I think we've all been a tad hasty and misunderstanding one another here, again my apologies. I was referring to Rudin (my book) when I said 'rather than use sources others don't necessarily have' and pulled out the weblink, I personally have no problems whatsoever and welcome sources outside the internet.

I really don't know much about the so called Gauge integral, I appreciate your comments, they are much more informed than what I know of the subject. I also think we got a little hasty on the terminology and started talking by one another. Physicists often use the word 'pole' to mean a place where something goes wrong, not necessarily the complex analysis point of view, again my fault since I am in the wrong forum. Other than that, I agree with everything in your last posts, all of that makes perfect sense to me.

I'd like to point out that IMO from a historical point of view, I think the Lebesgue integral's primary draw is not just that it can make sense of integration outside of the reals, but also that it has various nice convergence properties that the Riemann integral does not have.

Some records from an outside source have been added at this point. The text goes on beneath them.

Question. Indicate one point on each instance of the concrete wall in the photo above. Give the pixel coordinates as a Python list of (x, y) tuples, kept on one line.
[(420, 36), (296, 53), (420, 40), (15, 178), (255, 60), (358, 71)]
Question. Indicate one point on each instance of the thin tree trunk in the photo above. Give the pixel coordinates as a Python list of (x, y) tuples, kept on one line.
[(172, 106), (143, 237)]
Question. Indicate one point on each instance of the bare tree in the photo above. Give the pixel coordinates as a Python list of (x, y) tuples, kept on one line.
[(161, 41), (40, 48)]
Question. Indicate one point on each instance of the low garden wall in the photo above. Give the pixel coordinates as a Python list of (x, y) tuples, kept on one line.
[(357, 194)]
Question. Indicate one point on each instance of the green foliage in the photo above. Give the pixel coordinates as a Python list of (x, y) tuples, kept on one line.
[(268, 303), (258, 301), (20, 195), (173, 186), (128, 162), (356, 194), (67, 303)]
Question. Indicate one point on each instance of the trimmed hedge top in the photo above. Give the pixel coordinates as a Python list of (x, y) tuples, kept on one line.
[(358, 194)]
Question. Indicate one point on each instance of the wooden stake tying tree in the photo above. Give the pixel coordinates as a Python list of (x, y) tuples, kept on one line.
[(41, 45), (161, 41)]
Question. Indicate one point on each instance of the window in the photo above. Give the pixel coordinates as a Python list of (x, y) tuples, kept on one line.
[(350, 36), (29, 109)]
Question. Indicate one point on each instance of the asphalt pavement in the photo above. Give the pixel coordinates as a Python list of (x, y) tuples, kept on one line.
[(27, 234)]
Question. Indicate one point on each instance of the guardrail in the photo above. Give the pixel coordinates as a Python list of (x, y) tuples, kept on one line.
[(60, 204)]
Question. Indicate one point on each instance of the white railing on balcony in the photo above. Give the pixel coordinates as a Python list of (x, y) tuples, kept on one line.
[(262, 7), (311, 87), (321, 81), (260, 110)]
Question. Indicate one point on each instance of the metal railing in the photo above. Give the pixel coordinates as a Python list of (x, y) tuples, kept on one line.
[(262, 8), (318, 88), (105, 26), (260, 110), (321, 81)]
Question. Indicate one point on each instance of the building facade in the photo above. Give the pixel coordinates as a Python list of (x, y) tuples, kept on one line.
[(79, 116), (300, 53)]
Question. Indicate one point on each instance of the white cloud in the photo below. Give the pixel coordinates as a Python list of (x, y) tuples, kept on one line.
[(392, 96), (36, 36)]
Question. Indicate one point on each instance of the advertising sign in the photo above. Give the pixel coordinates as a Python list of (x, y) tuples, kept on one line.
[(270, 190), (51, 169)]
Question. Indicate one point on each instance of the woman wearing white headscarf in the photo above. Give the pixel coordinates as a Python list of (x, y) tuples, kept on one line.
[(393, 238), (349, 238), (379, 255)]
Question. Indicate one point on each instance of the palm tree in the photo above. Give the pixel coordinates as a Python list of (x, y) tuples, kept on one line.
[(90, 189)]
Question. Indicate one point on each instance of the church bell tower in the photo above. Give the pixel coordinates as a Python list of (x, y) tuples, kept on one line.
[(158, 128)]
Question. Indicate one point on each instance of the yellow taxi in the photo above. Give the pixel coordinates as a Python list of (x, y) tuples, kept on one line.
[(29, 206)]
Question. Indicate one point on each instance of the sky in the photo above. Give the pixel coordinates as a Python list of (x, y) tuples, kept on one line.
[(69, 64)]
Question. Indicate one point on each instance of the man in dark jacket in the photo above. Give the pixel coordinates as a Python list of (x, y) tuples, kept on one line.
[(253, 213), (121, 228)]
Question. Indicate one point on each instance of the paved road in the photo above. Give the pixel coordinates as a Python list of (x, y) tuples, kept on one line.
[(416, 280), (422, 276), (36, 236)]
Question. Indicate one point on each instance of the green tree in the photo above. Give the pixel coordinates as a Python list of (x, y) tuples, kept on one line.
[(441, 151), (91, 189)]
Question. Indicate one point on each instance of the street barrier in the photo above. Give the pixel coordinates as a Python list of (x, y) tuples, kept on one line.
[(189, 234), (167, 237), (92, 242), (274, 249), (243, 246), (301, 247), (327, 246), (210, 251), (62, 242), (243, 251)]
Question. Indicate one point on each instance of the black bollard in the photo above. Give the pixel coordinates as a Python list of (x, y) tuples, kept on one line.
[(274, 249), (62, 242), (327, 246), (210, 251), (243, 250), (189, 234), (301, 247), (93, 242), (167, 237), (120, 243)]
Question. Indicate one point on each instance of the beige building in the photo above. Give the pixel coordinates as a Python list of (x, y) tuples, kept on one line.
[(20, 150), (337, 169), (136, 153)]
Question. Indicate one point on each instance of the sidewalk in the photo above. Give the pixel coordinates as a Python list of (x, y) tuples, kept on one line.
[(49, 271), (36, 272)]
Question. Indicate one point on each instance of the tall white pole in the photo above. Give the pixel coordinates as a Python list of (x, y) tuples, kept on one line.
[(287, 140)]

Rudin talks about some of them.

 

[mathwonk]

thank you. i agree with your comment on convergence properties. that is certainly to me a key virtue of lebesgues method.

i am not sure what use you wish to make of new integration theories but there may be some out there that would interest you.

i am myself not up on these but there is a very new one (to me) in algebraic geometry called "motivic integration", and of course we are still challenged to make sense of feynman integrals.

there is a lot of work on this area, but i sense that it tries to get round the difficulty of making sense of them, by various means. here i am told the difficulty is that of integrating over path spaces of infinite dimensions.

 

[mathwonk]

re convergence properties, i have even found a source where the lebesgue integral is defined by this property.

i.e. a function is lebesgue integrable if and only if it is almost everywhere the pointwise limit of a sequence of (measurable) step functions, whose integrals converge to some number.

then the inetgeral is proved to be independent of thes equence of step functions and to depend only on the a.e. pointwise limit, and we're off.

have a good day!

 

[Hurkyl]

Hrm, that definition sounds like it would apply to (sin x)/x over [0, ∞)... just have the n-th approximation be zero on [n, ∞).

 

[master_coda]

i.e. a function is lebesgue integrable if and only if it is almost everywhere the pointwise limit of a sequence of (measurable) step functions, whose integrals converge to some number.

I don't think that's correct. I've seen a definition very close to that one, but it required the integrals of the absolute values of the step functions to converge to a number. Without that stronger condition, the "if" doesn't hold.

 

[mathwonk]

thank you master coda. i was trying to simplify the statement so as not to use technical language and i vastly oversimplified it.

(I try to take it as a compliment when I am corrected in an error, since at least it means I was understood correctly!)

the correct statement seems to be that f is integrable if and only if the sequence of step maps is not only pointwise convergent to f almost everywhere, but also "Cauchy in the L^1 norm", which as you know, means that the integrals of the absolute values of the differences |fn-fm| of the step functions, converge to zero as both n,m go to infinity.

This mdefinition makes sense even for Banach space valued functions, and may be called the bochner (version of lebesgues) integral.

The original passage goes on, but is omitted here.